Beyond legal metrology, governments are influencing and shaping metrology in other ways, including:

  • Regulation and Standards: Governments often establish regulatory bodies and set national standards for measurements. These standards ensure measurement uniformity and accuracy, promoting fair trade and compatibility in various industries.
  • Consumer Protection: Governments use metrology to protect consumers from fraudulent practices, such as inaccurate weighing or measuring instruments in markets. By implementing strict measurement standards, governments ensure that consumers receive the correct amount or quantity of products they purchase.
  • Public Safety and Health: In sectors like healthcare and transportation, accurate measurements are critical for public safety and health. Governments set standards for medical devices, drug dosages, vehicle safety, and emissions, among others, to protect citizens and the environment.
  • Research and Development Support: Governments often invest in metrological research and development to advance measurement technologies, improve accuracy, and support innovation in various industries. This can lead to the development of new measurement methods and instruments that benefit both private companies and public institutions.
  • International Cooperation: Metrology is an international endeavor, and governments participate in global metrology organizations, such as the International Bureau of Weights and Measures (BIPM) and the International Organization of Legal Metrology (OIML). Through these organizations, governments collaborate on the development and mutual recognition of measurement standards, facilitating international trade and cooperation.
  • Infrastructure Investment: Governments may allocate funds to establish and maintain metrology laboratories, calibration facilities, and certification bodies. These investments strengthen the metrological infrastructure and ensure that measurements across the country are traceable to internationally recognized standards.
  • Industry Regulations: In sectors like manufacturing, aerospace, and energy, governments establish metrological regulations to ensure product quality, safety, and compliance with industry-specific standards.

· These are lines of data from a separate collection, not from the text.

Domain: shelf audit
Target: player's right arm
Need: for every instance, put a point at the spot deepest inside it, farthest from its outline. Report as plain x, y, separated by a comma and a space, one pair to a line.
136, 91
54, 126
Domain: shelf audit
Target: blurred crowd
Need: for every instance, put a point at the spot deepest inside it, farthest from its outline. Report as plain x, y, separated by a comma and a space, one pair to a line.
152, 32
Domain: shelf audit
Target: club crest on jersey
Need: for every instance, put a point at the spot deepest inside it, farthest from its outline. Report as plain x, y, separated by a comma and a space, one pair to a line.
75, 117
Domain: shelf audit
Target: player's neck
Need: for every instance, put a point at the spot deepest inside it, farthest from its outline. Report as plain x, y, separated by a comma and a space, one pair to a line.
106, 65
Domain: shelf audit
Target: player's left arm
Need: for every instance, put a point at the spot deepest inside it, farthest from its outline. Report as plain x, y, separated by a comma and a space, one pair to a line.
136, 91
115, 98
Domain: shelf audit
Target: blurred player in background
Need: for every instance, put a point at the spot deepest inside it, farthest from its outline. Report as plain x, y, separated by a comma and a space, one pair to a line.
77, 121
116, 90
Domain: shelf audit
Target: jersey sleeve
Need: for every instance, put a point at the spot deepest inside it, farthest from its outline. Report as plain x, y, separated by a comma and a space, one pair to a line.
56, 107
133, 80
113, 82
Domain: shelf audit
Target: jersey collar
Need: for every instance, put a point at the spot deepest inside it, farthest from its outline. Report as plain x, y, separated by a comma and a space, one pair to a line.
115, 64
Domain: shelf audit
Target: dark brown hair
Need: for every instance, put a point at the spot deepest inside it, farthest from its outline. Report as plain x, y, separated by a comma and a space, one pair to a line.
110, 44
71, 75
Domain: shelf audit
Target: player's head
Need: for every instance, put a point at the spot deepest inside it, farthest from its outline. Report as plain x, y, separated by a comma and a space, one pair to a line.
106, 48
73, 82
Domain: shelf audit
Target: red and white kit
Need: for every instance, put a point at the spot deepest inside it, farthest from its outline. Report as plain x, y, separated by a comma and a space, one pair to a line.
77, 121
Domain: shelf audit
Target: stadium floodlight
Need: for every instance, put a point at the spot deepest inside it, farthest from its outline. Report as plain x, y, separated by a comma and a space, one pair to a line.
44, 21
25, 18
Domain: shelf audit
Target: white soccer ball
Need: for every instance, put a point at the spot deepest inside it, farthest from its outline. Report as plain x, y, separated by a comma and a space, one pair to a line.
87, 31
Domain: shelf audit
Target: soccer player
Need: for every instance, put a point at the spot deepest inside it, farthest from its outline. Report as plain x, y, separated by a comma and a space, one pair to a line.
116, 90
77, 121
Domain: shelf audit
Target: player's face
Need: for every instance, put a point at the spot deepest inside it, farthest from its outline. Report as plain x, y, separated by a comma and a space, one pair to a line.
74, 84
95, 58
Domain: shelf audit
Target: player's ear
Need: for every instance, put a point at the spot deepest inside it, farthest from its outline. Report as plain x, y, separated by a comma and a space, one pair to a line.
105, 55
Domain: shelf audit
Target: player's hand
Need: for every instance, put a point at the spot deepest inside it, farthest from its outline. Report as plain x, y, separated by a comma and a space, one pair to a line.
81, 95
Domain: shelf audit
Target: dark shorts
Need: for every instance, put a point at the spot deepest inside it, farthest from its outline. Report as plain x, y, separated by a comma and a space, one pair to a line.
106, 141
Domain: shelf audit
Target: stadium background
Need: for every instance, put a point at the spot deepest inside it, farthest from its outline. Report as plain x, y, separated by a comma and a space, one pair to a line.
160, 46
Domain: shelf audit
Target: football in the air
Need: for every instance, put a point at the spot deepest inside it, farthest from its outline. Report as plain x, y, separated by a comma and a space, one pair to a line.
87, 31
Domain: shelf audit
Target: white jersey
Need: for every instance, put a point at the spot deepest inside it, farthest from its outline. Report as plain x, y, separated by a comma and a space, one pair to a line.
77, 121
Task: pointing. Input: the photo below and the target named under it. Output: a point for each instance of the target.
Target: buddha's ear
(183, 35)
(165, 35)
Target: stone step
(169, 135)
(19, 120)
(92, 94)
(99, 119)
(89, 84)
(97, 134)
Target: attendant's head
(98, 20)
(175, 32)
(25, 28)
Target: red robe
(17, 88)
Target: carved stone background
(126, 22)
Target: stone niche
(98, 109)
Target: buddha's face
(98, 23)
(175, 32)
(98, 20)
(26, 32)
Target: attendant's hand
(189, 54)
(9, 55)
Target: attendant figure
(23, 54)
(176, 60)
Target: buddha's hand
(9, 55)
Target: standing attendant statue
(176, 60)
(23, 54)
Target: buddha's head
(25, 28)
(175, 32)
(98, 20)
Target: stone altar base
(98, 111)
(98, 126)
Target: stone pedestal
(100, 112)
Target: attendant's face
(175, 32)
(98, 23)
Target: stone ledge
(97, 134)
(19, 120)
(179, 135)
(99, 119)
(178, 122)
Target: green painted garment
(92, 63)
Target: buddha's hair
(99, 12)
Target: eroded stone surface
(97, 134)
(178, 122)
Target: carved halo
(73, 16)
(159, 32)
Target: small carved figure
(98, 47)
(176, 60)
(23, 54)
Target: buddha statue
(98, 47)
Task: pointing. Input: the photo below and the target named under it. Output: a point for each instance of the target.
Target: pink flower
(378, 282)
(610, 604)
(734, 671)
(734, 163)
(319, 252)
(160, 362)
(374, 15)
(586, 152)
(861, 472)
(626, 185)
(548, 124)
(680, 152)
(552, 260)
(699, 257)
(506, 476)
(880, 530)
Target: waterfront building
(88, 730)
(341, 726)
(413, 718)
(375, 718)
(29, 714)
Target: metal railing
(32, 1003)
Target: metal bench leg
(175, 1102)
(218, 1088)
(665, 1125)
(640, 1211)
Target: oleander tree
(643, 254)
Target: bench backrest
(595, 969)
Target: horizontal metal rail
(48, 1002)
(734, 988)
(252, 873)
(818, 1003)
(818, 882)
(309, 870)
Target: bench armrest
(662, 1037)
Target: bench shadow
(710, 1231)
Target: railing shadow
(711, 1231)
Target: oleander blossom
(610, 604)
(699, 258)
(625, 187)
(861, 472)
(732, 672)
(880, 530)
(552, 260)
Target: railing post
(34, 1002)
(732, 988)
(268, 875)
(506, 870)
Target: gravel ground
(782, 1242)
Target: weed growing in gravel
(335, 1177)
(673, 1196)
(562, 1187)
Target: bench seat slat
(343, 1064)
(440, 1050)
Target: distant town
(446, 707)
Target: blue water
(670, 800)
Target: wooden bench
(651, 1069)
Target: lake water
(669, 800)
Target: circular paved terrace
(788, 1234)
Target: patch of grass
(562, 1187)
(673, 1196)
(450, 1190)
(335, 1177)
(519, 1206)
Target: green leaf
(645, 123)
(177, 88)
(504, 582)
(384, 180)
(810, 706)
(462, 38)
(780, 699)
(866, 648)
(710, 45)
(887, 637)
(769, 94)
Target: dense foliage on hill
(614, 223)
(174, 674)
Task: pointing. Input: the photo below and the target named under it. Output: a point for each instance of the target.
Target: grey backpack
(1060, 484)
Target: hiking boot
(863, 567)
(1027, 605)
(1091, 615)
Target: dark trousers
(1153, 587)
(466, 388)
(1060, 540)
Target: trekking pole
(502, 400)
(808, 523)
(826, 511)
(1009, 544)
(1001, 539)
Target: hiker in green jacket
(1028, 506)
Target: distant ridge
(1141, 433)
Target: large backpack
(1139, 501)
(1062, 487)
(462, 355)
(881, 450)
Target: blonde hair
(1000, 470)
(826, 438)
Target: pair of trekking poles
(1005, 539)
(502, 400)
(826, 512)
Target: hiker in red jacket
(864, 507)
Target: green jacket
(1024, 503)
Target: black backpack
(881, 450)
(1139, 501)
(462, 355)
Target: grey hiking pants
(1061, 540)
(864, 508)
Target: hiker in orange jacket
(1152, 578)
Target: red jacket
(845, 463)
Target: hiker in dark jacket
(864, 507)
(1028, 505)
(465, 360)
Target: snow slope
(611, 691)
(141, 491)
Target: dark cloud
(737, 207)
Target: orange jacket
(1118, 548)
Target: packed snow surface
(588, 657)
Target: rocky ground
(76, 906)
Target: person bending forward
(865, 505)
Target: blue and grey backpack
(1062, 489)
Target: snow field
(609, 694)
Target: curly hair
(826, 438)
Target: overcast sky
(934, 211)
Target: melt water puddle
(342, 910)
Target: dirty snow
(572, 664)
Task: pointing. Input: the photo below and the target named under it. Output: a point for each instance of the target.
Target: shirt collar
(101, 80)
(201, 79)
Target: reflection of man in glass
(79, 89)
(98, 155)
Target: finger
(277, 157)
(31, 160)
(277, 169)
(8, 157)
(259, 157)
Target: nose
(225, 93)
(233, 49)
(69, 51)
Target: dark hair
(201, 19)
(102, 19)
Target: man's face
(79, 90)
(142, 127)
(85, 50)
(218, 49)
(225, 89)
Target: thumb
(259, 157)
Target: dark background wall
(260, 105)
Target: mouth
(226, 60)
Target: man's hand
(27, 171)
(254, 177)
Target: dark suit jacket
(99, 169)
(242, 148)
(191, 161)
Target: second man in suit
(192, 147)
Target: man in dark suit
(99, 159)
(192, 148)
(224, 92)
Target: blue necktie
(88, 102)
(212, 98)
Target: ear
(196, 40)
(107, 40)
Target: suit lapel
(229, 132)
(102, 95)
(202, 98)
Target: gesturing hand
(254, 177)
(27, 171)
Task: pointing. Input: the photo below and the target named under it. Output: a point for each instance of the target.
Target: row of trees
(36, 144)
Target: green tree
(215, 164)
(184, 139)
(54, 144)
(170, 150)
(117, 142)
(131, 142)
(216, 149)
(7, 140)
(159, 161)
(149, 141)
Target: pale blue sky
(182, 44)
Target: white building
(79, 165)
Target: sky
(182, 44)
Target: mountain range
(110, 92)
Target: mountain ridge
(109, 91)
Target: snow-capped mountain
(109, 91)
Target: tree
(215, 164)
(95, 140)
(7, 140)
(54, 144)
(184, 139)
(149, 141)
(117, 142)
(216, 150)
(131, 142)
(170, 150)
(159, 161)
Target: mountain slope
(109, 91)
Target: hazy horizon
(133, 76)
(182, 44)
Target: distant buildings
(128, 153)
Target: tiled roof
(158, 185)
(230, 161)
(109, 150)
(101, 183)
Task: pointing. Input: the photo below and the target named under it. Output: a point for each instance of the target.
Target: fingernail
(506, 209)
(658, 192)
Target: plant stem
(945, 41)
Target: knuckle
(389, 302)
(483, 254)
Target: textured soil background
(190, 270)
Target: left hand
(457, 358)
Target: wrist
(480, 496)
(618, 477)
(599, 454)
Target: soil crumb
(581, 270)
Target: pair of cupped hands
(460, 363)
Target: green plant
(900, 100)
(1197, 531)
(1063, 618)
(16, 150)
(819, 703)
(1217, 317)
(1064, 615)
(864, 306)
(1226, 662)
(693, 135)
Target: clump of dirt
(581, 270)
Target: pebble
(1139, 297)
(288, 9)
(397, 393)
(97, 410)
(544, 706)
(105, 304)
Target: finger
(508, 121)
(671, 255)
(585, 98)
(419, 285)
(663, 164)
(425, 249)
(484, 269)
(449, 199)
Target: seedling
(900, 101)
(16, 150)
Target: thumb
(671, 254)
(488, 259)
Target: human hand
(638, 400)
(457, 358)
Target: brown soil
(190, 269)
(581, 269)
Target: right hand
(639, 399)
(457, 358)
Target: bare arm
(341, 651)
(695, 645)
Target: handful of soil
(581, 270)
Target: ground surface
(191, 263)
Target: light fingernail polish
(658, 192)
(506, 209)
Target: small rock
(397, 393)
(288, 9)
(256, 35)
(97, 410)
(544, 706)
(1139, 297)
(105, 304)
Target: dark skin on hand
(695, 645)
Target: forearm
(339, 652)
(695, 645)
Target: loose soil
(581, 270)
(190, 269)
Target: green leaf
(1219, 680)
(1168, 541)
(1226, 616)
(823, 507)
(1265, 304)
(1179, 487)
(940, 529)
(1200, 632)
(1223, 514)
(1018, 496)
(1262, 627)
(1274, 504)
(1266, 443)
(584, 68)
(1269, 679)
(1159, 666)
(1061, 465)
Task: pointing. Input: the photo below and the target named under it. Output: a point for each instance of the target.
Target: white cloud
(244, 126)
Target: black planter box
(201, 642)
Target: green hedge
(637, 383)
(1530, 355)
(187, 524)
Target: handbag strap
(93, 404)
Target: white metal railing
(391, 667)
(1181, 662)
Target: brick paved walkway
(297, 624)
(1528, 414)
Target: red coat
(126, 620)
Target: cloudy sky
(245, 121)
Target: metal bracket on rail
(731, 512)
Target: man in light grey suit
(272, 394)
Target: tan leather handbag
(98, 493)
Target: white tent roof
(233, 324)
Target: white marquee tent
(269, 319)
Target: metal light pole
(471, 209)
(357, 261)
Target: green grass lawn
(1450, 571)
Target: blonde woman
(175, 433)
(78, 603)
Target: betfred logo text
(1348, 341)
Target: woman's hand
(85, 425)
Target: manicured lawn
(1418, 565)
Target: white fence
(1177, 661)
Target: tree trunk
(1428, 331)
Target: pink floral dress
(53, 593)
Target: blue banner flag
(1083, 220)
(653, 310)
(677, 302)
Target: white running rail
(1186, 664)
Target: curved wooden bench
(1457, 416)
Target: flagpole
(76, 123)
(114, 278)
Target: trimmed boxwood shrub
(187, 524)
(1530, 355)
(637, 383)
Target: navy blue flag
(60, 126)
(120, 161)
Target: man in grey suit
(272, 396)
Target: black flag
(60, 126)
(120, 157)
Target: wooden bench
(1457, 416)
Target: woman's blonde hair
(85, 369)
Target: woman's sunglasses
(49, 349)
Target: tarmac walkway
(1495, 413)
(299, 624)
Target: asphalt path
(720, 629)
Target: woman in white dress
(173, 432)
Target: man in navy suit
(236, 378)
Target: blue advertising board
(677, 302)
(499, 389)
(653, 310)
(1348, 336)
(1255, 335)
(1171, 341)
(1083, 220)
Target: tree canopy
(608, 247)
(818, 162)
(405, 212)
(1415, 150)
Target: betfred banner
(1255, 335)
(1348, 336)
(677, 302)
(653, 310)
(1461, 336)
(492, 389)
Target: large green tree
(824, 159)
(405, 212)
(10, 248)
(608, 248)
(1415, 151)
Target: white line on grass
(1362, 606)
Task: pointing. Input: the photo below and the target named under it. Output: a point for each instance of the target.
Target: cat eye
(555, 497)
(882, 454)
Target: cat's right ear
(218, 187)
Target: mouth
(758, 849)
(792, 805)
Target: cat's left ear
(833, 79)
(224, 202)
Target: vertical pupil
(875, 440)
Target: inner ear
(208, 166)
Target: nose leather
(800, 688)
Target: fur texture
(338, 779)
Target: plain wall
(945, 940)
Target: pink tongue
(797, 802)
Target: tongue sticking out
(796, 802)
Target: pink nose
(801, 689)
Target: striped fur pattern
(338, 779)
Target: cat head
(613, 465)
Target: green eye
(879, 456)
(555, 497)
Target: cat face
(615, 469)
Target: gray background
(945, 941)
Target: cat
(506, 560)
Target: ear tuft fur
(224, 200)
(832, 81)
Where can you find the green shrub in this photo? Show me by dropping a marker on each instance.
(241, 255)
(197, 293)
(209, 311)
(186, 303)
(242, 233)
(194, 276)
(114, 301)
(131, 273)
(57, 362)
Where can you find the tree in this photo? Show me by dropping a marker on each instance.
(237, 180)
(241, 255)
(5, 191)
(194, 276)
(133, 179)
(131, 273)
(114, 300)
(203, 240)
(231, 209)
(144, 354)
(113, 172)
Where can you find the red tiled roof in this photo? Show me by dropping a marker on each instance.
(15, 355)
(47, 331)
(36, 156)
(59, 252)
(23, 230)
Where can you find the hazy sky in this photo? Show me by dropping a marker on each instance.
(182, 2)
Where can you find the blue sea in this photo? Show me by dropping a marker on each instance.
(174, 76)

Although government regulation of metrology is important, it also can create challenges. For instance, it can be costly and difficult to comply with, inflexible, and slow to adapt to technological advancements. Additionally, it can create trade barriers between countries, lead to inconsistent compliance, and result in complex regulatory frameworks.

To overcome these issues, governments should aim to strike a balance between protecting consumers, ensuring fair competition, and accommodating industry-specific needs. This can be achieved through regular reviews and updates of regulations and international cooperation to harmonize standards. By doing so, some of the challenges associated with government regulation of metrology can be addressed.

By actively shaping the direction of metrology, governments can foster economic growth, innovation, and international collaboration while safeguarding the interests of citizens and promoting public trust in measurements.